The tab sheet is a rectangle that surrounds the tab controls and holds them as their parent. To tab sheet is represented by the area on the right side of the tabs. To select that tab sheet, you can click that area:
When the tab sheet is selected, you can see that its Name in the Properties window starts with TabCtlX. If you select the tab sheet and move it, the tab controls, also called property pages, on it would move also. If you delete the tab sheet, its property pages would be deleted also. For this reason, the tab sheet is considered their parent.

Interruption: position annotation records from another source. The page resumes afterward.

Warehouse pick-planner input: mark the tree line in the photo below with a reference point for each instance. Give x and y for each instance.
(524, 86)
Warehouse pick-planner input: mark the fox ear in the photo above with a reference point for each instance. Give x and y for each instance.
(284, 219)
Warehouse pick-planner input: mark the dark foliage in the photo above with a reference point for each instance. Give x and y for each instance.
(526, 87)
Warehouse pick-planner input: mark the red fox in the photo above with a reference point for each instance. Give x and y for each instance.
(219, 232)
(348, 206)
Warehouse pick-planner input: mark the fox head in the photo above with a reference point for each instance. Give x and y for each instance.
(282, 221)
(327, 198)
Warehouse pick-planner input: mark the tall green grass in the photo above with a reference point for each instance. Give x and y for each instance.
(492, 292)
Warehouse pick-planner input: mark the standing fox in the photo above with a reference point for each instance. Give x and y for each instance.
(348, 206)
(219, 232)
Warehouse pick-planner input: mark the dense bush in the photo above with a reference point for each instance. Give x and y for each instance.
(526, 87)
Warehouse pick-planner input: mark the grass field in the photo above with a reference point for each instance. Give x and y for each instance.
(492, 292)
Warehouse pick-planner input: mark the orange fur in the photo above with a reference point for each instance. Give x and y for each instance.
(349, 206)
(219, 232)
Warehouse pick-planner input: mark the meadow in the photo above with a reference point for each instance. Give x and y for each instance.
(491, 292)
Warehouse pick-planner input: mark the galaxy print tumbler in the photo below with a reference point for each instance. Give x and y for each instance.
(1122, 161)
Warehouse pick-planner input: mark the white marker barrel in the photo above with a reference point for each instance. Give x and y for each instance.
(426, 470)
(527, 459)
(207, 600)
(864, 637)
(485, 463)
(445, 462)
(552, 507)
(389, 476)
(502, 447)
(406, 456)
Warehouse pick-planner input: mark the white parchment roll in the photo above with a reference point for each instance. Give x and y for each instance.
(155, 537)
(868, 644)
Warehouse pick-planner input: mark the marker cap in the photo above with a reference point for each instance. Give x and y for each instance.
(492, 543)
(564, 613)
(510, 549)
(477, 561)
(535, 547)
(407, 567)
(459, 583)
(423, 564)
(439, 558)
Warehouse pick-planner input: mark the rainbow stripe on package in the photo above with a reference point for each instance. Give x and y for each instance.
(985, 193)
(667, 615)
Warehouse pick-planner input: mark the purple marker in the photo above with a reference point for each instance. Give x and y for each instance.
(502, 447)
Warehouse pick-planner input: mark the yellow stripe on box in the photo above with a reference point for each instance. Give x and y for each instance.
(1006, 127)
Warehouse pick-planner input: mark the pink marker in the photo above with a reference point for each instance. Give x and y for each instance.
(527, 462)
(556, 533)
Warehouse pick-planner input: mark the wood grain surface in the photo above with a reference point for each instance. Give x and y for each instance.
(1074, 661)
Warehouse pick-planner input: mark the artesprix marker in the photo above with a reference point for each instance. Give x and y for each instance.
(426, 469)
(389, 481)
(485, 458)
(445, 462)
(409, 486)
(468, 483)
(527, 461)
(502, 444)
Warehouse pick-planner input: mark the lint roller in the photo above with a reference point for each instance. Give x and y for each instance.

As mentioned already, the tab controls you use are actually positioned on a tab sheet. Each tab control or property page is considered on its own and its only relationship with the other tabs is that they belong to the same sheet. Based on this, each tab can be accessed separately. To manipulate the properties of a tab page, you should select it first. To do that, click its label (not necessarily its body).
By default, after adding a new tab control to a form, it is equipped with two tab pages. To add a new tab, you can right-click one of the tabs or the area of the tab sheet and click Insert Page. To remove a tab page, you can click its tab and press Delete. Alternatively, you can right-click a tab and click Delete Page.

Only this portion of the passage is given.